Mais des monnaies alternatives s’invitent sur le marché et dérangent les Etats. Opposé au Libra de Facebook, Bruno Le Maire s’insurge : « Personne ne peut accepter que des multinationales qui ont plus d’un milliard d’utilisateurs se transforment en Etats privés. Et se dotent d’une monnaie capable de concurrencer les devises souveraines… ». Les Etats soutiennent qu’eux seuls sont capables d’assurer la sécurité monétaire. Un argument fallacieux après que Kenneth Rogoff a dénombré entre 1975 et 2006 pas moins de 71 pays ayant fait défaut sur leurs dettes souveraines. Certes il faut sans doute des mécanismes pour éviter les risques de blanchiment ou de financement du terrorisme. Mais la seule raison de ce monopole est la volonté de garder un moyen de créer de l’argent facile et de se refinancer à vil prix. L’ancien chef économiste du FMI en fait même une doctrine pour encourager les gouvernements à augmenter leurs dépenses budgétaires quand les taux d’intérêt sont si bas qu’il n’y a plus rien à attendre d’une politique monétaire.

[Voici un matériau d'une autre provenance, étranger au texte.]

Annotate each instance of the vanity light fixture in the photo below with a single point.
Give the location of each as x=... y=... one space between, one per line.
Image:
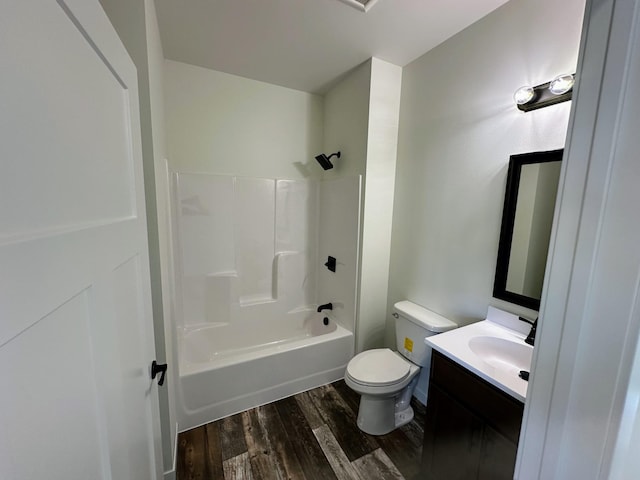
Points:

L’argent facile favorise le retour du keynésianisme. Mais l’inflation budgétaire nuit à l’économie qu’elle ne sert, le cas échéant, qu’à court terme tandis qu’elle détruit à long terme les ressorts des individus gavés d’argent public inefficace et complaisant.

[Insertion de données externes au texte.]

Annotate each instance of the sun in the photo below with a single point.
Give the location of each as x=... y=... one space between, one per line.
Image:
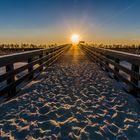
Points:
x=75 y=38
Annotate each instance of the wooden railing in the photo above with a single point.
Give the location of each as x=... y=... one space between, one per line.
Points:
x=110 y=60
x=35 y=62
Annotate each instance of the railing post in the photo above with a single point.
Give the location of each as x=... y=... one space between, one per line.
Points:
x=107 y=64
x=135 y=68
x=41 y=61
x=115 y=68
x=11 y=80
x=30 y=68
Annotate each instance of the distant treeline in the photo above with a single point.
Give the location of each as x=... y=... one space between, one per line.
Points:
x=33 y=46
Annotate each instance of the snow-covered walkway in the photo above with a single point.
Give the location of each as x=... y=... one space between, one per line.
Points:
x=74 y=99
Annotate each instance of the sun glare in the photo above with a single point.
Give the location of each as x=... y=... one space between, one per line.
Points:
x=75 y=38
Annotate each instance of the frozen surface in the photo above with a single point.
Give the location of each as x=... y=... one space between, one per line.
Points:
x=73 y=100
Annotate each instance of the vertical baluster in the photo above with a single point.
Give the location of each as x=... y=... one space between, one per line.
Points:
x=11 y=80
x=134 y=68
x=115 y=68
x=30 y=68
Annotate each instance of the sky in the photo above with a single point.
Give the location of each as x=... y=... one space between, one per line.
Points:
x=54 y=21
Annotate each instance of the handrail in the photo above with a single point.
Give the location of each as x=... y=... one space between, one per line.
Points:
x=42 y=58
x=105 y=57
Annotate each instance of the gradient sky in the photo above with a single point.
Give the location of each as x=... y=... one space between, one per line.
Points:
x=53 y=21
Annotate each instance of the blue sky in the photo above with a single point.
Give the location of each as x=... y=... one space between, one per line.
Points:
x=48 y=21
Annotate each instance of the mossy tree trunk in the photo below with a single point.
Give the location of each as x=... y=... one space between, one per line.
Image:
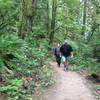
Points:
x=53 y=20
x=28 y=11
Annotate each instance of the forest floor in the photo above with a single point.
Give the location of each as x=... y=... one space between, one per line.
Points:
x=69 y=86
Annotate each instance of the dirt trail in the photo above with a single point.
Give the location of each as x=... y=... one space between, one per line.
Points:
x=70 y=86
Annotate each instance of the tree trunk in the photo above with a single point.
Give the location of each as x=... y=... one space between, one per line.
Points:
x=84 y=17
x=53 y=21
x=47 y=17
x=28 y=11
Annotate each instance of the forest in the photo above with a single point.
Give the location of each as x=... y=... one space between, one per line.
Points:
x=29 y=30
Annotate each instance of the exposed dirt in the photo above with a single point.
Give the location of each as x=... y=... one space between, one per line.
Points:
x=69 y=86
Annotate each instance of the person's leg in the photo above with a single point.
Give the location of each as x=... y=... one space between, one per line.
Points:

Les taux négatifs n’ont pas plus de rationalité que n’en avait le Madoff. C’est une nouvelle forme de pyramide de Ponzi. Ils favorisent les mauvais placements et créent des bulles qui éclateront un jour. On y trouvera bien entendu des subterfuges incertains mais ils ne seront pas meilleurs que ceux qu’ont utilisé les rois d’Occident en faisant appel aux juifs pour contourné l’interdiction par l’Eglise de l’intérêt ou que ceux qui se pratiquent encore en droit islamique pour les mêmes raisons. Car l’intérêt est le prix normal de la dépossession acceptée au profit d’un autre, du risque pris de ne pas être remboursé et de la perte de chance de le faire soi-même profiter.

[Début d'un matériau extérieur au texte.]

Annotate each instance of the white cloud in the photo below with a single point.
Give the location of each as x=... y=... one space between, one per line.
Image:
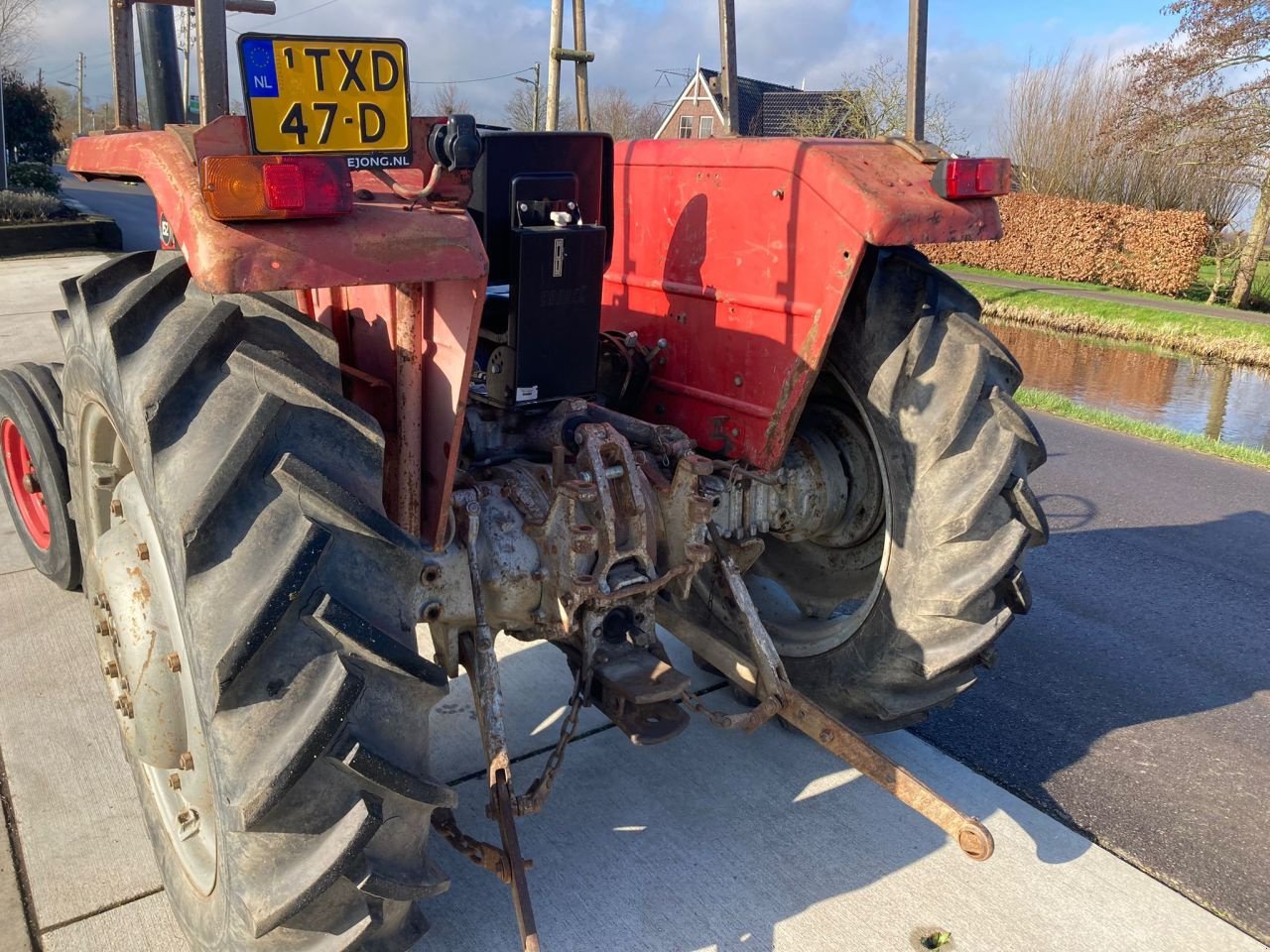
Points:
x=783 y=41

Le monopole de l’argent brouille le prix de l’argent et le jeu du marché et il corrompt les valeurs. L’argent n’est qu’un moyen de paiement pour tous et il y a toujours danger quand le souverain en fait l’instrument de sa seule politique. C’est un détournement de confiance qui nuit à l’argent lui-même tant celui-ci ne repose plus que jamais que sur la confiance. La concurrence de nouvelles monnaies privées doit à cet égard être considérée comme une belle opportunité d’obliger les monnaies publiques à se repenser pour retrouver leur crédit.